Phylogenetic relationships of metzincin gene families. A. ADAMTS, B. ADAMTS like, C. BMP1/Tolloid-like, D. Meprin and E. TIMP gene families. The trees summarise the phylogenetic analysis. The trees shown were inferred by Neighbor Joining. The values on the tree nodes are Neighbor Joining percentage bootstrap values (black), maximum parsimony bootstrap values (blue) and Bayesian clade credibility values (brown). Nodes also present in the tree generated by Maximum Likelihood are indicated (*). The trees are rooted on the protostome lineage. The scale bars correspond to the number of amino acid replacements per site (horizontal axis). Accession numbers for used in the analyses can be obtained from additional file 1.

Figure 4

Phylogenetic relationships of the MMP gene family. The MMP gene family was separated into six sub-analyses, indicated A – F, based upon the clades produced and independent phylogenetic analyses performed. The trees shown were inferred by Neighbor Joining from a gapped alignment.

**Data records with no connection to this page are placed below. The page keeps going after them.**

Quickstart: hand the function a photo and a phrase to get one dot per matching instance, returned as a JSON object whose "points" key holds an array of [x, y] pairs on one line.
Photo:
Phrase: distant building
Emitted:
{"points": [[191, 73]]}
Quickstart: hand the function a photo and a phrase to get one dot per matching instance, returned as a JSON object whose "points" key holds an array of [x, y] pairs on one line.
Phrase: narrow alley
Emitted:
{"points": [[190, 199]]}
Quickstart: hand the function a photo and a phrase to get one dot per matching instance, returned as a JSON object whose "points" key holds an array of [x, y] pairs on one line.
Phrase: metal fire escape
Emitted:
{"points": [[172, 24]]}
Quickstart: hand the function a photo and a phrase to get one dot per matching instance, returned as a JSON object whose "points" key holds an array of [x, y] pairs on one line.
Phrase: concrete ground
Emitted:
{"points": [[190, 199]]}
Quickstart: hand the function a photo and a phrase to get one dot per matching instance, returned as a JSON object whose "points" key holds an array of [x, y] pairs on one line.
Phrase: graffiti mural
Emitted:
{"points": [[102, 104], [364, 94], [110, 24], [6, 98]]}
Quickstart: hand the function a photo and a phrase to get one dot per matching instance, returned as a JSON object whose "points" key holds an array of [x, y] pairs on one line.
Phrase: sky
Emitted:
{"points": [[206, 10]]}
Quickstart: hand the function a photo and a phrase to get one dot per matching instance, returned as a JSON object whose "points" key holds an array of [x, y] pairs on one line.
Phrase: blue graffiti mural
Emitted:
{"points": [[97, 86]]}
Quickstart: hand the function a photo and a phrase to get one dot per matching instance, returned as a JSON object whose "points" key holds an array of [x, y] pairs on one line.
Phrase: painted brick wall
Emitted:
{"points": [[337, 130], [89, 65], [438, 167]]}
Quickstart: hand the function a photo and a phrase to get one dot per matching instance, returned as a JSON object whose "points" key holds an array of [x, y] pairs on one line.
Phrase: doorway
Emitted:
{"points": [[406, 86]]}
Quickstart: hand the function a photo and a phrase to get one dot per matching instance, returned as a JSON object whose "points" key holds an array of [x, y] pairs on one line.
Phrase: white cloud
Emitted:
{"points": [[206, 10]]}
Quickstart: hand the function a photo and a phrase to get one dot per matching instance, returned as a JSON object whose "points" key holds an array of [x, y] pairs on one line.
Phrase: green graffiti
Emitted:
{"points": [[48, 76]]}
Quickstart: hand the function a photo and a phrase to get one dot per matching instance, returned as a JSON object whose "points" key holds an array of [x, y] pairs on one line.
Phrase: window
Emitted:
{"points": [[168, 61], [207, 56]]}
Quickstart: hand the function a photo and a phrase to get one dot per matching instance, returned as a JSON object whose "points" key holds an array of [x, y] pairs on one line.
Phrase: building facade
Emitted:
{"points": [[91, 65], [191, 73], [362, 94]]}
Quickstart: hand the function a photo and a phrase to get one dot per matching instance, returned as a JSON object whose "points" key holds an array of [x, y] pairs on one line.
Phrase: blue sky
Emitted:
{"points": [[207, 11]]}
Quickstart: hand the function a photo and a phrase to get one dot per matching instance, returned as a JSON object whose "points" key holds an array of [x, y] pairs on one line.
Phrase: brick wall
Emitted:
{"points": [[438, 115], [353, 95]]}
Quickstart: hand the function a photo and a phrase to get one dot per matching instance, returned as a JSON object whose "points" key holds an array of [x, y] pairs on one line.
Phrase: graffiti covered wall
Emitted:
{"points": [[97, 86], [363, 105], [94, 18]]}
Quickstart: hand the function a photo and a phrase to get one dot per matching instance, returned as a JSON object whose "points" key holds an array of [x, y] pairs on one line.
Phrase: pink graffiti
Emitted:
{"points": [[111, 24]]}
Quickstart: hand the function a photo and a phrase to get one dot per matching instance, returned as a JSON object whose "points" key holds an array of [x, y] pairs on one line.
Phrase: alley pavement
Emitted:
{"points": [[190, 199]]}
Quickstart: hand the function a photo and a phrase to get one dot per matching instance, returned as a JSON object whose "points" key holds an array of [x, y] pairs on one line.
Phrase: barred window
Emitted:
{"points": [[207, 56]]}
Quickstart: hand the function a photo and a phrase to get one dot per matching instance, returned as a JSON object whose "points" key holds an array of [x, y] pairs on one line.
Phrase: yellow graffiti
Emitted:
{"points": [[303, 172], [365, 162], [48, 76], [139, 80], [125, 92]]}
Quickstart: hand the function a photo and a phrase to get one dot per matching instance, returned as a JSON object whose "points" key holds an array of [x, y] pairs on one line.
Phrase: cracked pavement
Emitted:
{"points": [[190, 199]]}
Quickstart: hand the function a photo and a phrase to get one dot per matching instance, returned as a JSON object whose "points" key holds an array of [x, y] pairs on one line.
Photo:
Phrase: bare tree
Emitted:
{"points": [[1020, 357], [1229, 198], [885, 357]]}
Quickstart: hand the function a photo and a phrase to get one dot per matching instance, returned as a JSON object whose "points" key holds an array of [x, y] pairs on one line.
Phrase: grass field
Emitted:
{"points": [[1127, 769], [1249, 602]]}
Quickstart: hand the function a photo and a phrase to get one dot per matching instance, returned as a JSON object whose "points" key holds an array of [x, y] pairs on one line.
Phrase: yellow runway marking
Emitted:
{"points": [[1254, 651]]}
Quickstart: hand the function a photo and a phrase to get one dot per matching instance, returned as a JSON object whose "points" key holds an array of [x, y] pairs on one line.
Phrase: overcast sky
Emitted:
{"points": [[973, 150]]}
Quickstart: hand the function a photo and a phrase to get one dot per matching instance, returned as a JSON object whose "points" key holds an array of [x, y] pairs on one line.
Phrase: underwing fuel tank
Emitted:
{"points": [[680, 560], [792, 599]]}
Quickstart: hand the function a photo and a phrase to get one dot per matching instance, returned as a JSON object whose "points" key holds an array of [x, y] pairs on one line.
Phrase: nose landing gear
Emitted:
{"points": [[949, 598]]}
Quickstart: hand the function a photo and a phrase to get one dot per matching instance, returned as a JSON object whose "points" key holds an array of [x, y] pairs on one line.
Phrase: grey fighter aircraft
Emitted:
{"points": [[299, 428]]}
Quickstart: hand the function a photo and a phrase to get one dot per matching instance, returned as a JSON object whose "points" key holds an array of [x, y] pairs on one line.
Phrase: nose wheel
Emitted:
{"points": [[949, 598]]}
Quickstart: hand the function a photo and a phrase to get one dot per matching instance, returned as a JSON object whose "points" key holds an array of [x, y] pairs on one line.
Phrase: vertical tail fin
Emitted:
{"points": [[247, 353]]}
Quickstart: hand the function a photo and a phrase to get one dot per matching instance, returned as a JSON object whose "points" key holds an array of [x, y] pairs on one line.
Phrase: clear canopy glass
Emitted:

The values on the tree nodes are neighbor joining percentage bootstrap values (black), maximum parsimony bootstrap values (blue) and Bayesian clade credibility values (brown). Nodes also present in the tree generated by Maximum Likelihood are indicated (*). The trees are mid-point rooted. The scale bar corresponds to 0.05 amino acid replacements per site (horizontal axis). The MMP gene family was separated into six sub-analyses, indicated A to F, based upon the clades produced and independent phylogenetic analyses performed. The full phylogenetic guide tree is available in Fig. S5. Accession numbers for used in the analyses can be obtained from additional file 1.